Su Qinghan remembered now. In the original owner’s memories, Zhao Dehai was gentle, generous, always providing the best of everything. But the boy had also felt… watched. Undressed with those eyes in moments no one else noticed. The stepfather who funded his luxurious life, who praised his academic achievements, who volunteered to drive him to and from school alone.
“I’m fine,” Su Qinghan said, pulling his hand back. The motion was instinctive, a sovereign’s rejection of unearned familiarity.
Zhao Dehai’s smile didn’t waver. “The doctor said you collapsed from exhaustion. You’ve been pushing yourself too hard. I’ve arranged for you to rest at home for a few days, but you insisted on going back to school tomorrow. I respect your dedication.”
The stepmother, Zhao Dehai’s wife, sniffled. “Such a hardworking child. But you must take care of yourself.”
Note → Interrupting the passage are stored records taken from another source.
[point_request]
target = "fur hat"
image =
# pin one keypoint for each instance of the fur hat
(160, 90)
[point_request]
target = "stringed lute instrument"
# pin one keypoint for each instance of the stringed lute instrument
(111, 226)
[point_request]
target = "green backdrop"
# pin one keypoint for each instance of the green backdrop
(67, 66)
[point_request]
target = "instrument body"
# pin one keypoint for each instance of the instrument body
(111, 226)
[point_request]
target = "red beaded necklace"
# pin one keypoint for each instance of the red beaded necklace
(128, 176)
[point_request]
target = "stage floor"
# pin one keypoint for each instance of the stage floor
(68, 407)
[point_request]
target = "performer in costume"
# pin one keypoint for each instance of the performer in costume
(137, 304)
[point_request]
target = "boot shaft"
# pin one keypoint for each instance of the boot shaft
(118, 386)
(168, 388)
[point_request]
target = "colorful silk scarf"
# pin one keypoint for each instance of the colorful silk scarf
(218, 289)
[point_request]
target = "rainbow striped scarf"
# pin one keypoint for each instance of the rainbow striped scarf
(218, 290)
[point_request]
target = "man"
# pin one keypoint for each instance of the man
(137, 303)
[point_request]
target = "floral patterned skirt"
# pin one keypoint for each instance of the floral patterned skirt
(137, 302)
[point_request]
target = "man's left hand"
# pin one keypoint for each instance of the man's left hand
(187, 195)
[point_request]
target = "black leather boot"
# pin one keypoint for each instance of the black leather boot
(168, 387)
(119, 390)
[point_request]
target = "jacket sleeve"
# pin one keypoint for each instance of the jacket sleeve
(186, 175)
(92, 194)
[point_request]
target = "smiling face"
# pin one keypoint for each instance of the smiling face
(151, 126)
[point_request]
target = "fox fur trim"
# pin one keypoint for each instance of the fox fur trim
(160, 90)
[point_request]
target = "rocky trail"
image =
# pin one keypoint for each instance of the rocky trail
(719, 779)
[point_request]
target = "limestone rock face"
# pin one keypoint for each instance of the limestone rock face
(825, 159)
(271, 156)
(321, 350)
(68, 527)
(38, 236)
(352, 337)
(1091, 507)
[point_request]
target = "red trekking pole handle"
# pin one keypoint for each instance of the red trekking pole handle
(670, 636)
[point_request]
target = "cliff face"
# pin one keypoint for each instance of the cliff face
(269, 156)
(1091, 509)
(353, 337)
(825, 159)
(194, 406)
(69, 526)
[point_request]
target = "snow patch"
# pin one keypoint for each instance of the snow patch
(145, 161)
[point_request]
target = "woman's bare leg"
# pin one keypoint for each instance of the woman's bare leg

Su Qinghan nodded, not listening. World Consciousness’s words echoed. Absorb semen. The thought curdled in his gut, but he was an immortal sovereign. He had done worse for survival. He would do this too, until he found another way.
The next morning, he walked through the gates of Saint Azure Academy in his pressed uniform, a designer bag slung over one shoulder. Students parted as he passed, whispers trailing behind him like wake. “Su Qinghan is back.” “Look at him, he’s even more stunning after the hospital.” “Don’t even think about it; he’s way out of your league.”
He ignored them. His attention was fixed inward, on the faint, barely-there trickle of energy that World Consciousness had guided him to locate. It pooled weakly in his lower dantian, a dim ember waiting for fuel.
The first class was English literature. He took his seat by the window, the autumn sun casting a halo around his dark hair. The teacher, a young woman in her thirties, stumbled over her words when she saw him. He was used to that effect. Aloof. Beautiful. Untouchable.
Then the bell rang for the break, and he felt it—a gaze, heavy and greasy, crawling over his skin.
Principal Wang stood at the end of the corridor, a stout man in his fifties with a balding scalp and a gut that strained his cheap suit. His piggish eyes were fixed on Su Qinghan, not with the admiration of a teacher, but with the appraisal of a buyer at a meat market.
“Su Qinghan,” the principal called, his voice oily. “A word, please.”
Su Qinghan walked over, his expression neutral. He had faced demon kings whose very gaze could flay the soul. This fat, sweating man held no terror for him, only revulsion.
“I heard you were in the hospital,” Principal Wang said, leaning closer than necessary. His breath smelled of stale coffee and cigarettes. “If you ever need a private place to rest during school hours, my office is always open. I insist.”
The principal’s hand brushed Su Qinghan’s lower back, light but deliberate. In the boy’s original memories, this had been dismissed as an accident. But Su Qinghan, with the perception of a former sovereign, felt the intent—the lingering touch, the slight tremor of excitement in those fat fingers.
World Consciousness whispered, almost purring. “He will be useful. One of many. Let him think he has a chance. Your cultivation will thank you.”
Su Qinghan said nothing. He stepped back smoothly, out of reach, and offered a faint, cold smile. “Thank you, Principal Wang. I’ll keep that in mind.”
As he walked away, the principal’s gaze followed him, hot and hungry. And deep within Su Qinghan’s new body, the ember of cultivation pulsed once, a phantom ache of anticipation.
He had been an immortal sovereign. Now he was bait. And the trap was already closing.